There's nothing wrong, superficially, with the NYT headline "With Bags of Cash, C.I.A. Seeks Influence in Afghanistan" outside the headline writer's warranted expectation that the reader's association of a band of professional killers with "us, therefore good" is enough to offset the conclusion any intelligent, unindoctrinated adult would come to, that the C.I.A. has been engaging in some serious criminal activity.
Interesting too is the use of the present tense. It is not the case that the C.I.A. was seeking influence via bribery but was caught and is now dealing with the sort of repercussions criminals have to deal with when they're caught. The C.I.A. "seeks" influence with bags of cash, yesterday, today, and tomorrow. Maybe they don't want to, maybe it's a bit dirty, but in the end it's for the greater good, regardless of actual outcomes because their intentions are good because they're us and we're the good guys in this drama.
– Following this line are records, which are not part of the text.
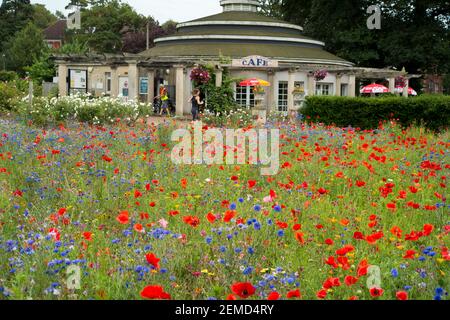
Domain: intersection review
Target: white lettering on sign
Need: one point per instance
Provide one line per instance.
(255, 62)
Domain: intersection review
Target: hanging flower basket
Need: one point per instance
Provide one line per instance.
(400, 82)
(200, 76)
(319, 75)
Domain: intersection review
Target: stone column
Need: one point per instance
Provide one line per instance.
(62, 79)
(352, 85)
(311, 85)
(271, 103)
(114, 82)
(179, 71)
(291, 87)
(406, 88)
(338, 84)
(219, 77)
(151, 86)
(391, 85)
(133, 82)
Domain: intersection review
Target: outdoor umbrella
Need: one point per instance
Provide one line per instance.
(411, 91)
(254, 83)
(375, 88)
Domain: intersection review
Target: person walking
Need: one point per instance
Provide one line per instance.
(164, 96)
(196, 103)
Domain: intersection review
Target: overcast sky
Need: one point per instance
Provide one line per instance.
(161, 10)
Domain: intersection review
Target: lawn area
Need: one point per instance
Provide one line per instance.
(346, 205)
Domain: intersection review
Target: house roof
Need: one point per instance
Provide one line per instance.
(237, 50)
(56, 31)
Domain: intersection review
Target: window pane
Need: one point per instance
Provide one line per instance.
(283, 96)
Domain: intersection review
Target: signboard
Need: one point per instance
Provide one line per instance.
(123, 86)
(78, 80)
(255, 62)
(143, 85)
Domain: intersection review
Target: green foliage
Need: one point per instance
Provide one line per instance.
(14, 16)
(104, 22)
(42, 18)
(43, 69)
(6, 76)
(9, 96)
(82, 108)
(433, 112)
(219, 99)
(419, 43)
(26, 47)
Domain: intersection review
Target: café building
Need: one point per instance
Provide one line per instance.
(240, 40)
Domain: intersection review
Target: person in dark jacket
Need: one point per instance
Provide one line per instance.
(196, 104)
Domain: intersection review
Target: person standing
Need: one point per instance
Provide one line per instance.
(196, 103)
(164, 96)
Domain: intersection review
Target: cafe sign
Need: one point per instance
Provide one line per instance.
(255, 62)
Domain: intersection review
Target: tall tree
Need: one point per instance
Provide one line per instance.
(414, 33)
(104, 23)
(14, 15)
(26, 47)
(42, 18)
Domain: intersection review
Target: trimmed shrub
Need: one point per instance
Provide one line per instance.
(430, 111)
(9, 96)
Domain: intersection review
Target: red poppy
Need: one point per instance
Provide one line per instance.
(192, 221)
(299, 237)
(62, 211)
(153, 260)
(229, 215)
(155, 292)
(376, 292)
(322, 294)
(274, 296)
(87, 236)
(402, 295)
(251, 184)
(123, 217)
(211, 217)
(138, 227)
(243, 289)
(294, 294)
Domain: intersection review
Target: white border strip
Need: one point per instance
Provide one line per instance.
(235, 37)
(240, 23)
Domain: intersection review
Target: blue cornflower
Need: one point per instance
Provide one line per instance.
(394, 273)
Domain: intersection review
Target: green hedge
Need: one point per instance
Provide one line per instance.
(431, 111)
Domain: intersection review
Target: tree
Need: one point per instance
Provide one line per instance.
(105, 22)
(26, 47)
(414, 33)
(42, 18)
(14, 15)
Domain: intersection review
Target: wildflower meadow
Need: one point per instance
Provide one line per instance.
(101, 212)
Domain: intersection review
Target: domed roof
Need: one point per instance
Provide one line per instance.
(238, 32)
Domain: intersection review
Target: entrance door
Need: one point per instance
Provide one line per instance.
(123, 87)
(245, 96)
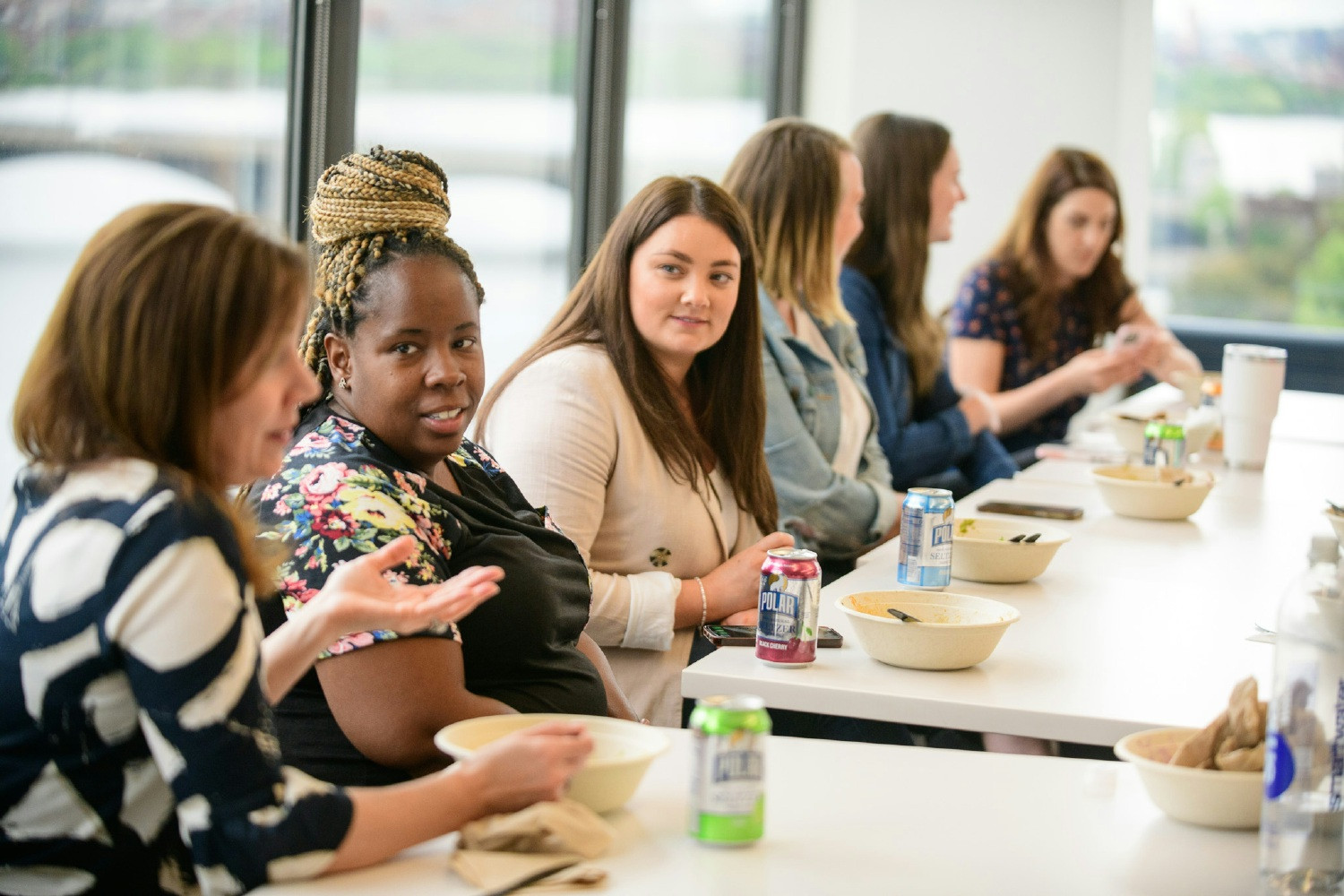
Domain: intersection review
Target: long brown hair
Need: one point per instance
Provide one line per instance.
(725, 382)
(900, 158)
(788, 179)
(152, 332)
(1024, 254)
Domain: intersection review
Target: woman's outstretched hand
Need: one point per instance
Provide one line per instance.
(530, 766)
(360, 595)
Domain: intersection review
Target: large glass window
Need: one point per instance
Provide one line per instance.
(696, 83)
(108, 105)
(484, 88)
(1249, 159)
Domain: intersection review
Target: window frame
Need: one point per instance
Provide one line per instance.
(320, 126)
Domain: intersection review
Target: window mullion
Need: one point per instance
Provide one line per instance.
(320, 128)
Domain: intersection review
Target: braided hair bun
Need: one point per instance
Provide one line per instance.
(367, 211)
(379, 193)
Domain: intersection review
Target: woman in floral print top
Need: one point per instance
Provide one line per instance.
(395, 346)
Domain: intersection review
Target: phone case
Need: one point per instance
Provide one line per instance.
(1043, 511)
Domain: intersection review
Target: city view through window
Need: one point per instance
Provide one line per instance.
(1247, 129)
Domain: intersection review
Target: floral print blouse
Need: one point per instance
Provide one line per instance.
(343, 492)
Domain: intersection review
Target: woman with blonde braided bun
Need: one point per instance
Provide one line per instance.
(395, 344)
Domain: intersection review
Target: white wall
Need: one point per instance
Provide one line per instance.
(1011, 80)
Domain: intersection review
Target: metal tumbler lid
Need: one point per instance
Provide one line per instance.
(1255, 352)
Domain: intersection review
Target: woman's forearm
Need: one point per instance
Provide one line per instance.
(382, 826)
(1021, 406)
(290, 650)
(616, 702)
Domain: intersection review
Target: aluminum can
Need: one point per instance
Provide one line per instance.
(925, 540)
(789, 599)
(1164, 443)
(728, 771)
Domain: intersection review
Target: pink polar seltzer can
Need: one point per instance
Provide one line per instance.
(790, 595)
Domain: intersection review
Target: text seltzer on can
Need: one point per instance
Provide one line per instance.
(925, 540)
(789, 598)
(728, 771)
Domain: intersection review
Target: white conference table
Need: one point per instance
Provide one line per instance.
(865, 818)
(1134, 625)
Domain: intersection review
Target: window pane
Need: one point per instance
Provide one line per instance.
(484, 88)
(1249, 159)
(696, 81)
(108, 105)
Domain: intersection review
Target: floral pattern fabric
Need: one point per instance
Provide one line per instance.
(341, 493)
(331, 512)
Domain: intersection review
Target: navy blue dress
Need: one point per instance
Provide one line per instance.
(131, 710)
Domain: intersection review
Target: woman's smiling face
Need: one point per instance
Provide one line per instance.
(683, 289)
(414, 365)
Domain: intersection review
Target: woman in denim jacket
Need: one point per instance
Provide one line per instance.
(801, 187)
(932, 433)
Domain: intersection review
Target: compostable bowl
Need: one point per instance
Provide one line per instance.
(1152, 492)
(621, 751)
(981, 549)
(954, 630)
(1206, 797)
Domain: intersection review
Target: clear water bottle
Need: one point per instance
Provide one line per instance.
(1303, 815)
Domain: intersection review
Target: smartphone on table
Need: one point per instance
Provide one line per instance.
(1043, 511)
(723, 635)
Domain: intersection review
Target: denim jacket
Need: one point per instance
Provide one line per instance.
(830, 513)
(919, 437)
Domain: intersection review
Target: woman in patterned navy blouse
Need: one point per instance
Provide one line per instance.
(1027, 322)
(136, 745)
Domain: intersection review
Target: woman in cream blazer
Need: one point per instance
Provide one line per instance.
(637, 421)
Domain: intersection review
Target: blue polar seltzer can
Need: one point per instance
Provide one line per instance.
(925, 540)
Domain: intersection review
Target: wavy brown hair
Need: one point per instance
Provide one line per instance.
(725, 382)
(153, 331)
(788, 179)
(1027, 269)
(900, 158)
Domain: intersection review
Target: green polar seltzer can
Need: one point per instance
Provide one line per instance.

It would be wrong to want bad things to happen to good guys.
So what I'm getting at, I guess, is that the term "C.I.A." itself is a propaganda term containing all the necessary information to determine whether the attempted crime in question, described in the headline with unusual accuracy, is something that good people support or oppose. Replace "C.I.A." with "Al-Qaeda affiliate" and note the dramatic change in meaning.